Das entspricht natürlich nicht den Vorstellungen der Arbeitgeber. Sie verweisen darauf, dass sich die Metallindustrie schon 2019, also vor dem Ausbruch der Pandemie, in der Rezession befunden habe. Der exportlastige Wirtschaftszweig sei im vergangenen Jahr um 4,5 Prozent eingebrochen, während in 2020 ein Minus von 15 bis 17 Prozent zu Buche stehen soll. Für Dulger ist deshalb klar: „Lohnerhöhungen sind weder dieses noch nächstes Jahr realistisch.“
Die Metall-Arbeitgeber streben also eine Nullrunde an.

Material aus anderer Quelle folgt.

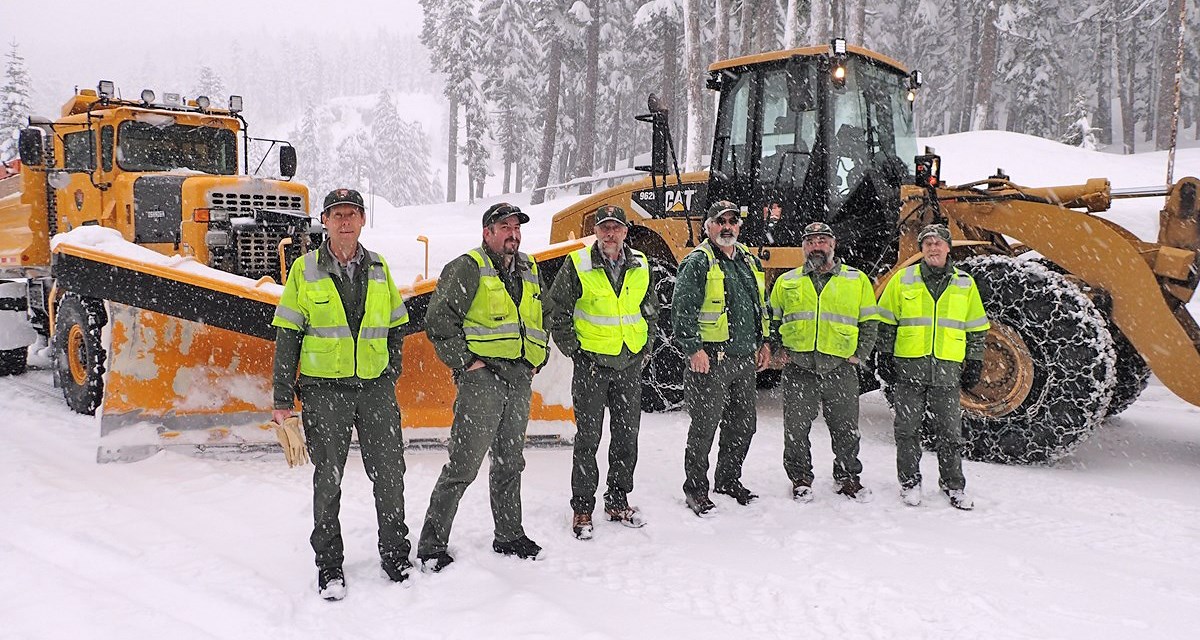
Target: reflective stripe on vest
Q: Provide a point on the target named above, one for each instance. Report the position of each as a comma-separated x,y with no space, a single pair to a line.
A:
924,327
311,304
495,327
605,322
826,322
714,318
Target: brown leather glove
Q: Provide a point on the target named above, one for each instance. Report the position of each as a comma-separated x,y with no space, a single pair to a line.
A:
291,436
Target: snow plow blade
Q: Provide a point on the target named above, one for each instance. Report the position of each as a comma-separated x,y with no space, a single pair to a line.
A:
190,357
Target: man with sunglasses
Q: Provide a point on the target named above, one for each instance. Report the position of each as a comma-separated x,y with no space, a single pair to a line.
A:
720,318
485,322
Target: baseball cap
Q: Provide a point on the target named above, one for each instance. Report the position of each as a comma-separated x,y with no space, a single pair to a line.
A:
342,196
817,228
501,210
934,229
611,211
723,207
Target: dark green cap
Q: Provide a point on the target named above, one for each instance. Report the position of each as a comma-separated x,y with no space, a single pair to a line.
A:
501,210
611,211
817,228
723,207
929,231
342,196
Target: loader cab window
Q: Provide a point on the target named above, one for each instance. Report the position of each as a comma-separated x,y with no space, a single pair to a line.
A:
787,129
106,148
165,145
78,154
873,131
732,139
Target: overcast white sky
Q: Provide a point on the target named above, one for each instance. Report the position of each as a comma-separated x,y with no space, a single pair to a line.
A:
113,40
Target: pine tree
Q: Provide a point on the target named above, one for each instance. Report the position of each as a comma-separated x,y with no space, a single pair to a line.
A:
15,108
1079,130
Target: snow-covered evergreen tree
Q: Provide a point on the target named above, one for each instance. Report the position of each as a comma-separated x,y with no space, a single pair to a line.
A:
1079,131
15,108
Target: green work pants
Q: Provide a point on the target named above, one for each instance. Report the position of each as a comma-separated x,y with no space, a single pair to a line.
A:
804,394
724,398
330,411
942,404
490,414
595,388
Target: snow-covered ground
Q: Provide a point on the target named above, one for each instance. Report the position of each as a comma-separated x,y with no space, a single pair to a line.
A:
1101,544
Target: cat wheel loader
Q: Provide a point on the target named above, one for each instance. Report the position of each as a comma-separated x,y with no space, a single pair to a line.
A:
1081,310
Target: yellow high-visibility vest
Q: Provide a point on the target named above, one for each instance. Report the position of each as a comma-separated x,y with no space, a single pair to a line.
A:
310,303
924,327
714,318
827,323
604,321
497,328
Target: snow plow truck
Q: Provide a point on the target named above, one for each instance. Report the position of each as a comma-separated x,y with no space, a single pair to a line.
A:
1081,310
135,239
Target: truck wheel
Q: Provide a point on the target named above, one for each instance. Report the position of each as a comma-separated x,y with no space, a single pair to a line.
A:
1133,372
13,362
663,376
1049,366
78,352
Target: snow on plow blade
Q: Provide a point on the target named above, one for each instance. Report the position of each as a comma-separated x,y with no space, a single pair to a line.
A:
190,356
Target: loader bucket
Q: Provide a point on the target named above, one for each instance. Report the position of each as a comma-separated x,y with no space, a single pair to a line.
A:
190,357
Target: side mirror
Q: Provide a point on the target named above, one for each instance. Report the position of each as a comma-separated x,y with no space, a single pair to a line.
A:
29,148
660,145
287,161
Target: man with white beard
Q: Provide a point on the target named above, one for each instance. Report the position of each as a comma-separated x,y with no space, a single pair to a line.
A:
720,318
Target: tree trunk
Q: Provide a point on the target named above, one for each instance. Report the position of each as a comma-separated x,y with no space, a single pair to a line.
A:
453,153
1103,119
1126,63
693,76
613,149
550,127
791,25
1167,61
587,137
819,22
747,23
987,69
721,16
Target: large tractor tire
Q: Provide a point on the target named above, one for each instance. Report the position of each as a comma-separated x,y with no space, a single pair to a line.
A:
1050,366
663,376
1133,372
13,362
79,354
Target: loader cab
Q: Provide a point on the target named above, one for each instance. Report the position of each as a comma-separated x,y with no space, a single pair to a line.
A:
814,135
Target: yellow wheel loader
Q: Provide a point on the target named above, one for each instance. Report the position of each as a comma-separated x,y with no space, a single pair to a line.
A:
135,238
1081,310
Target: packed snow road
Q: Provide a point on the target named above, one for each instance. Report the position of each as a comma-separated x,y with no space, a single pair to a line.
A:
1098,545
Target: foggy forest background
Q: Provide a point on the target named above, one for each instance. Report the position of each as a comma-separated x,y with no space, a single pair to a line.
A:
544,91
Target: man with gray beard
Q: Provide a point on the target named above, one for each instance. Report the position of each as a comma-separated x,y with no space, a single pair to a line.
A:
720,318
825,317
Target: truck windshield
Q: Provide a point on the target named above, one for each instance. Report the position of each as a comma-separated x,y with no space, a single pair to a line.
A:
145,147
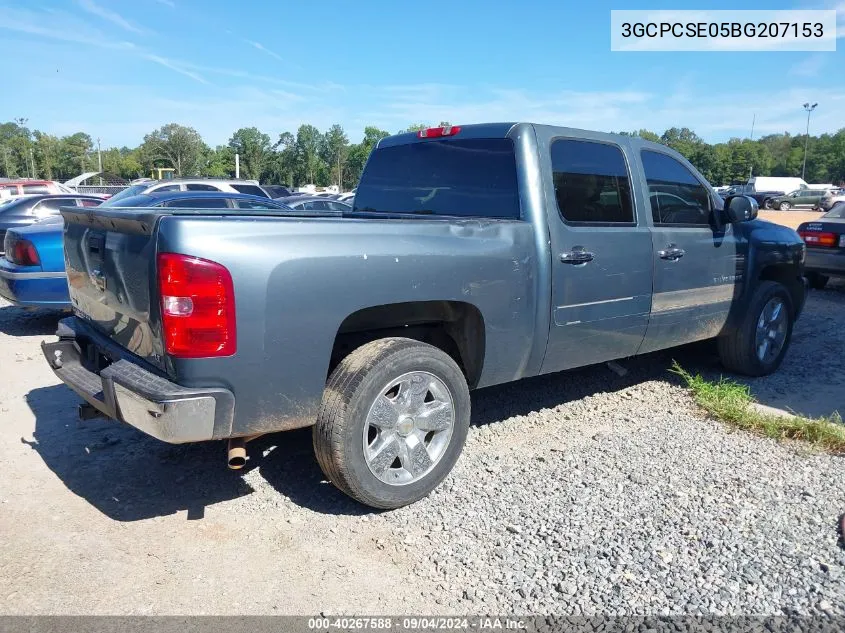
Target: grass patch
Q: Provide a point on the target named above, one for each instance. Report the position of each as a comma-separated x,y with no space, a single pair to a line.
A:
732,403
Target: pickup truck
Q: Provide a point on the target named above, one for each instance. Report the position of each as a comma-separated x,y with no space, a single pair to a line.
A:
473,256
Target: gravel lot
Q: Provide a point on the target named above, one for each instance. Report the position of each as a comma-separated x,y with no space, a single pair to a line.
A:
579,493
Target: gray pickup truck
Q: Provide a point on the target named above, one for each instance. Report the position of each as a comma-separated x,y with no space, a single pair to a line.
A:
473,256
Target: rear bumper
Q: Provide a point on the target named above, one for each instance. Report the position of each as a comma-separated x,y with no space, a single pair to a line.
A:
125,391
829,263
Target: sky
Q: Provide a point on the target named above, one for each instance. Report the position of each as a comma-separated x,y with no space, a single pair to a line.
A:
117,69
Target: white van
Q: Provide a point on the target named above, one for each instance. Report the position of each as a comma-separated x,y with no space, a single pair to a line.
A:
776,183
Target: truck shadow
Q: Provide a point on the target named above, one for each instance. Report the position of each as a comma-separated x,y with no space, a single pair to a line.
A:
16,321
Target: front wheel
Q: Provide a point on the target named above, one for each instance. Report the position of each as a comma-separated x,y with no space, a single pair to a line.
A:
393,422
757,346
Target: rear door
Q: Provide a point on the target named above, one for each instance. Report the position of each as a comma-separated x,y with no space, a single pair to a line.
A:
601,254
698,266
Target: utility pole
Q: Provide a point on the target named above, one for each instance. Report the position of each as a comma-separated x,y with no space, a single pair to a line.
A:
809,108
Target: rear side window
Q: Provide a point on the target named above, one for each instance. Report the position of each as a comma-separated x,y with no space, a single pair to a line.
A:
676,196
250,189
468,178
591,182
199,203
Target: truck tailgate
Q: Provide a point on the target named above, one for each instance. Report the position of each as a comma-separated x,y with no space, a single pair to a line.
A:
110,262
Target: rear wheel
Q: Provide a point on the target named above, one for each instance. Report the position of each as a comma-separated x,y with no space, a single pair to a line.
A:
817,281
758,345
393,421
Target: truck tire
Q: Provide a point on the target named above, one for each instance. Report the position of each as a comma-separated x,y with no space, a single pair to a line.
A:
817,281
392,423
757,346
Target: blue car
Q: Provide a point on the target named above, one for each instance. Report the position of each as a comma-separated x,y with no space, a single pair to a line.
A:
32,272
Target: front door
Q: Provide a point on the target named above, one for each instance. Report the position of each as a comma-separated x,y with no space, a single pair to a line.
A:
697,266
601,255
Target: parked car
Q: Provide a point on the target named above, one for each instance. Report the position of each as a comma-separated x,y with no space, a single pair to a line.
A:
776,183
277,191
25,210
196,200
800,199
34,267
250,187
474,256
317,203
32,270
14,188
830,198
825,240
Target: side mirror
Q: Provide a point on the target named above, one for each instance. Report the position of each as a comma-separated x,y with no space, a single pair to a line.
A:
740,209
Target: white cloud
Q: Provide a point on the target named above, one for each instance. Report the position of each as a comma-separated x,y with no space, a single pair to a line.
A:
110,16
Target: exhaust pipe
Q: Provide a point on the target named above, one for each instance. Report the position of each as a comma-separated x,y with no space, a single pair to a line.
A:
237,453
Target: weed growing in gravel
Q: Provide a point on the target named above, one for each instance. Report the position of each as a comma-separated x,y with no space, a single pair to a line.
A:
732,403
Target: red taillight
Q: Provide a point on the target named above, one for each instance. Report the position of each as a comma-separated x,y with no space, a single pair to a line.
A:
819,238
197,307
22,252
439,132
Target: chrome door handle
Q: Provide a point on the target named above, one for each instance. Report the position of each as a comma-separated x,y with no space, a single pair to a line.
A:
576,257
672,253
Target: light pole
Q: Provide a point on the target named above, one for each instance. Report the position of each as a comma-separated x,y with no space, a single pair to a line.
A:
809,108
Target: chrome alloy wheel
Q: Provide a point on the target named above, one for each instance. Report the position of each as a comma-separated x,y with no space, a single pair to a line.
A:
771,330
408,428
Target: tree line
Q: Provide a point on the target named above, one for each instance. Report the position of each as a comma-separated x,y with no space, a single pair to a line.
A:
322,158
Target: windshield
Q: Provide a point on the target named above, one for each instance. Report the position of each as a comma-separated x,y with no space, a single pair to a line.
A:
470,178
129,191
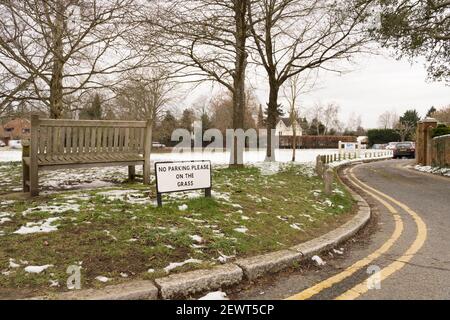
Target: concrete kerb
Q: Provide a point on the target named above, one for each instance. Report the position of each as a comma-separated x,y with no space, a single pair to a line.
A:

Auch halten sie wenig von dem Vorstoß des IG-Metall-Chefs einen weiteren Arbeitsplatzabbau durch eine Vier-Tage-Woche mit teilweisem Lohnausgleich zu verhindern. Der Schritt könnte nach Vorstellung der Gewerkschaft zum Teil aus dem Volumen der Entgelterhöhung von bis zu vier Prozent finanziert werden. Damit würden Beschäftigte angesichts zum Teil in den Betrieben schrumpfender Umsätze kollektiv weniger arbeiten, was nach Lesart der IG Metall Stellen absichert.

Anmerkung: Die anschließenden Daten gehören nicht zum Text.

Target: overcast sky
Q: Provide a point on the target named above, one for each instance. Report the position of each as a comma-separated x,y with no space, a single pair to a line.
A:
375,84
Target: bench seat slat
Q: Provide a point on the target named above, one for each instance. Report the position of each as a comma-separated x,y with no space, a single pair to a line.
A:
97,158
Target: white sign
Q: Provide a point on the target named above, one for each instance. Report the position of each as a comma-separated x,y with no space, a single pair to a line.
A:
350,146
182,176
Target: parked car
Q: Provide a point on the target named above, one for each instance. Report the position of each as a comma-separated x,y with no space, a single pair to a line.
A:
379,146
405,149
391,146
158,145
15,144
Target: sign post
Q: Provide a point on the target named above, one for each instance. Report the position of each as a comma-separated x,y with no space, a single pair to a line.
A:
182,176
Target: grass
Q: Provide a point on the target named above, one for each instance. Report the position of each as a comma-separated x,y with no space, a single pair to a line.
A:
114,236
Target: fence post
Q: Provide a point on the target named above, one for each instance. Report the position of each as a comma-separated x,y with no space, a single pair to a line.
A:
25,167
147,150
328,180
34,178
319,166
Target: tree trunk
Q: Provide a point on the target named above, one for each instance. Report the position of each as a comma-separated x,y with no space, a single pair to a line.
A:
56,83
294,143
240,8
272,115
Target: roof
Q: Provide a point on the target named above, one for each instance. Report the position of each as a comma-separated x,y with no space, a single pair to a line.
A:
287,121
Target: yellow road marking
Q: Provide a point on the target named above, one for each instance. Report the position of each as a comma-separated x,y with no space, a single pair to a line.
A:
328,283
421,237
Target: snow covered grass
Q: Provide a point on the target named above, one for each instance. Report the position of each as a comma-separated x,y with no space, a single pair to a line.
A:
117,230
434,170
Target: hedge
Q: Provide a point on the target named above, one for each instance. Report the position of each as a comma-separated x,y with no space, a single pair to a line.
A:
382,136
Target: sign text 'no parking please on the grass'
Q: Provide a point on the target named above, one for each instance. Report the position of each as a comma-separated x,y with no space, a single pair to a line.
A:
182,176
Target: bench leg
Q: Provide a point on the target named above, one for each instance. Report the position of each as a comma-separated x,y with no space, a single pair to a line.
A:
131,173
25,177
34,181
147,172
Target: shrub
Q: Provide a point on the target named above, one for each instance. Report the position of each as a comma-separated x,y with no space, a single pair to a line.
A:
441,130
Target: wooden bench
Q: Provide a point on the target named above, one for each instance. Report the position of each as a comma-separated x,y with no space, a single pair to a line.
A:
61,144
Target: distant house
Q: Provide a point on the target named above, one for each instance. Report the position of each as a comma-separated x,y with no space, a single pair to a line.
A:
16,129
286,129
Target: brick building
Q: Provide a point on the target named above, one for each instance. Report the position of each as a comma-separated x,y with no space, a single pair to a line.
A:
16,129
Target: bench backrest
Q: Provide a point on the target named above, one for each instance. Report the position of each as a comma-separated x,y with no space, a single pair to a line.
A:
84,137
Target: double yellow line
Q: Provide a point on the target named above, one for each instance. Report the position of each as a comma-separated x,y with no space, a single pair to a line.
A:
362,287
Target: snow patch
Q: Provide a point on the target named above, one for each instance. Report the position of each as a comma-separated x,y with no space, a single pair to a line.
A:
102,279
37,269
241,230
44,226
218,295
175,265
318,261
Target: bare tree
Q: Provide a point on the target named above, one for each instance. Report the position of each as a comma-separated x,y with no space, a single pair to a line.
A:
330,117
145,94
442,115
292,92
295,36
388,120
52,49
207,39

Metall-Arbeitgeber wollen Mehrarbeit ohne vollen Lohnausgleich
Dulger kann die Überlegungen des IG-Metall-Chefs schon rein mathematisch nicht nachvollziehen: „Wenn alle weniger arbeiten und wir dann dafür noch einen Lohnausgleich bezahlen, geht die Produktivität der Firmen noch tiefer in den Keller und die Kosten steigen.“ Dabei führt der Arbeitgeber-Mann nicht nur die Corona-Krise an, schließlich ist die Branche – vor allem die Autoindustrie – doppelt geschlagen: Es muss ja auch noch der kostspielige Wandel hin zur Elektro-Mobilität gestemmt werden.

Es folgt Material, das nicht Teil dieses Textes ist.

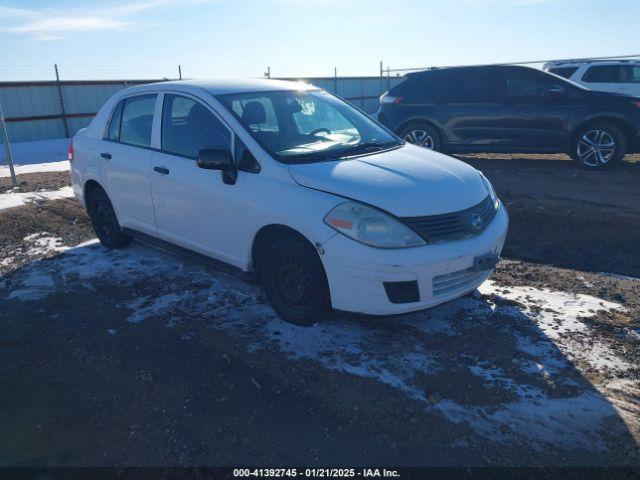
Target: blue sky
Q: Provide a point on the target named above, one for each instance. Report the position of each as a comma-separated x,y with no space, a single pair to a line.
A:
149,38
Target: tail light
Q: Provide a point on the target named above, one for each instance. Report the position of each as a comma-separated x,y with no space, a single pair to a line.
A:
387,99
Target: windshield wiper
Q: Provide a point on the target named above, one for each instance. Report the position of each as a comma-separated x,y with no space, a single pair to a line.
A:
365,147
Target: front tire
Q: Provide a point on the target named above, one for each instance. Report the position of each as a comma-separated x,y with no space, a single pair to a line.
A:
104,220
599,146
295,282
423,135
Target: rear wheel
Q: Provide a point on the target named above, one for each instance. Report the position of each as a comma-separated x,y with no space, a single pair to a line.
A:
104,220
599,146
423,135
295,282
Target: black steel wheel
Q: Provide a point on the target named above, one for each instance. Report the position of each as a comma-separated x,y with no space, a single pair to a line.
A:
295,282
104,220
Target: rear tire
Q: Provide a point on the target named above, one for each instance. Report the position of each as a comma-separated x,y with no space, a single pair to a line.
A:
295,282
598,146
423,135
104,220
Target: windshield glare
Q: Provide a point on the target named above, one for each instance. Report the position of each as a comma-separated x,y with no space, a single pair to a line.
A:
306,125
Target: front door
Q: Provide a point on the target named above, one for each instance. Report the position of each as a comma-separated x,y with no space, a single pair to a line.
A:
194,208
124,157
470,100
536,112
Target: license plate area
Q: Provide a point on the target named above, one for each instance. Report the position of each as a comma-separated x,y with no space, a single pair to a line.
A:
485,262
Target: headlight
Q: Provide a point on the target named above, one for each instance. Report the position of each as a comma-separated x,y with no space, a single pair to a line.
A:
371,226
491,191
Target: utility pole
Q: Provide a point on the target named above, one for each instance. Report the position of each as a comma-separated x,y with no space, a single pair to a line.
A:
61,99
7,149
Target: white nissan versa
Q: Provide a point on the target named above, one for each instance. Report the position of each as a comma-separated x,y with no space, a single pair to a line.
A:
323,204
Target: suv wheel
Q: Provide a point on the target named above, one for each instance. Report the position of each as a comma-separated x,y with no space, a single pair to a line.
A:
295,282
423,135
104,220
599,146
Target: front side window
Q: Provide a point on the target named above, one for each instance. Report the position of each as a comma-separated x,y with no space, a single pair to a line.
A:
302,126
188,126
137,120
603,74
529,87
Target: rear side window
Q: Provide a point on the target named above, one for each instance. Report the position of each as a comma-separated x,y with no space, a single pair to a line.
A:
188,126
417,90
113,132
137,120
564,72
630,74
470,86
603,74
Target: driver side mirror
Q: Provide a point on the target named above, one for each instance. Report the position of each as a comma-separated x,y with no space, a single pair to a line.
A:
218,158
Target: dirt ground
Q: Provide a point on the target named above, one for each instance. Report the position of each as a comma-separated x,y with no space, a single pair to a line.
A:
134,357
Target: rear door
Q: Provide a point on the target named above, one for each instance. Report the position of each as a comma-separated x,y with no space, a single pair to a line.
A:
194,208
534,115
124,158
469,104
613,78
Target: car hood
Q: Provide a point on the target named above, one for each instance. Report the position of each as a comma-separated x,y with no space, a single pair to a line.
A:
409,181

Die Metall-Arbeitgeber drohen bereits: „Wer in dieser Lage Arbeit noch teurer macht, riskiert, dass Firmen auf Dauer Arbeitsplätze ins Ausland verlagern.“ Dulgers baldiger Nachfolger Stefan Wolf geht in seinen Maßhalte-Appellen einen Schritt weiter: „Wir brauchen jetzt Mehrarbeit ohne vollen Lohnausgleich. Das können mal zwei oder auch mal vier Stunden pro Woche sein.“ Wolf ist Chef des Autozulieferers ElringKlinger aus Dettingen an der Erms bei Reutlingen. Der Unternehmer appelliert an die Gewerkschafter: „Wenn sie reinhören in die Betriebe: Viele Menschen wären zu Zugeständnissen bereit. Da fordere ich die IG-Metall auf: Hört auf diese Menschen.“ Dabei verweist Wolf auf die finanzielle gute Lage der Metaller: „Wir haben ein Lohn-Niveau erreicht, von dem eine Verkäuferin, ein Altenpfleger oder eine Kita-Erzieherin nur träumen kann. Selbst wenn wir da jetzt nichts draufsatteln, sind unsere Beschäftigten immer noch sehr gut bezahlt.“ Die Fronten im Tarif-Konflikt sind also abgesteckt und hart.